"Na guerra surda mas implacável de interesses entre a União Europeia e a Rússia pelo controlo do transporte do gás da Ásia Central para a Europa, Moscovo acaba de marcar mais um ponto contra Bruxelas", escreve La Tribune. A Wintershall, a filial alemã do gigante da indústria química BASF, prepara-se para integrar o projeto do gasoduto South Stream. "É mais um duro golpe para o Nabucco, o projeto concorrente apoiado pela UE e que iria trazer o gás da Ásia Central sem passar pela Rússia.” Para o diário, "o aparecimento de uma empresa alemã vai acabar por descredibilizar este projeto, orçado em mais de 25 mil milhões de dólares", para cima de 18 mil milhões de euros. Criada pelo gigante russo Gazprom, a South Stream conta com o apoio da italiana ENI. Estas duas empresas comprometeram-se, na primavera de 2010, a ceder, cada uma delas, 10% da participação no grupo francês EDF. O Nabucco, em contrapartida, convence cada vez menos, adianta o diário, por causa da inexistência de reservas de gás que justifiquem a sua construção. De facto, o Gazprom terá "secado metodicamente as reservas de gás da Ásia Central ao multiplicar os contratos de compra e venda a longo prazo na região, reduzindo assim o volume eventualmente destinado ao Nabucco". "Ao anunciar a construção deste gasoduto antes mesmo de ter garantido as reservas de gás, Bruxelas liquidou o projeto", explica Pierre Noël, especialista em questões energéticas da Universidade de Cambridge.

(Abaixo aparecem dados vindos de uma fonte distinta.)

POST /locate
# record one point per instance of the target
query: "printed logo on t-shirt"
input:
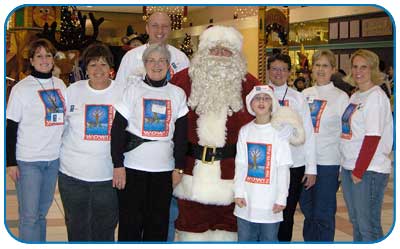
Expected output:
(156, 117)
(284, 102)
(98, 121)
(317, 107)
(170, 73)
(54, 105)
(259, 163)
(346, 121)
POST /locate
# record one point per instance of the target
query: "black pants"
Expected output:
(91, 209)
(144, 206)
(295, 187)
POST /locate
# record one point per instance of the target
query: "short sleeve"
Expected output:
(374, 113)
(14, 106)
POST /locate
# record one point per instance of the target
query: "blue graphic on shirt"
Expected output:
(257, 160)
(98, 122)
(346, 120)
(54, 104)
(155, 115)
(316, 109)
(284, 102)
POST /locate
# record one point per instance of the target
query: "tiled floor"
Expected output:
(57, 232)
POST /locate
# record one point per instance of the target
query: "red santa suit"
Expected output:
(205, 194)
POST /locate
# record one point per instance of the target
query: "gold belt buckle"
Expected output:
(203, 158)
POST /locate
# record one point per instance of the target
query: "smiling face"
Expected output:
(261, 104)
(322, 71)
(361, 73)
(279, 73)
(42, 60)
(98, 71)
(156, 66)
(158, 28)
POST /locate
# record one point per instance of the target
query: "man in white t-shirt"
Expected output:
(158, 28)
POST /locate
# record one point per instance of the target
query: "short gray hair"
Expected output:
(159, 48)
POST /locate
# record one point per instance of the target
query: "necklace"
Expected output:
(52, 100)
(284, 96)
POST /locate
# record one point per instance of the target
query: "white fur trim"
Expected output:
(210, 235)
(206, 185)
(212, 129)
(286, 116)
(228, 37)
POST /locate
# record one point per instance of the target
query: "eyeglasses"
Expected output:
(154, 62)
(262, 98)
(279, 69)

No entanto, o South Stream teria ainda algumas questões pendentes. Segundo o Euobserver, com efeito, Koen Minne, patrão do grupo belga Enex, deveria assinar em novembro um contrato de gás natural comprimido (GNC) com o Turquemenistão. Nos termos deste acordo, o Enex e um consórcio de empresas europeias preparavam-se para transportar entre 3 e 4 mil milhões de metros cúbicos por ano de gás turquemenistonês para a UE. O gás faria o trajeto de barco pelo mar Cáspio em direção ao Azerbaijão e, daí, seria trazido para a UE pelo gasoduto azerbaijano-turco Baku-Tbilisi-Erzurum.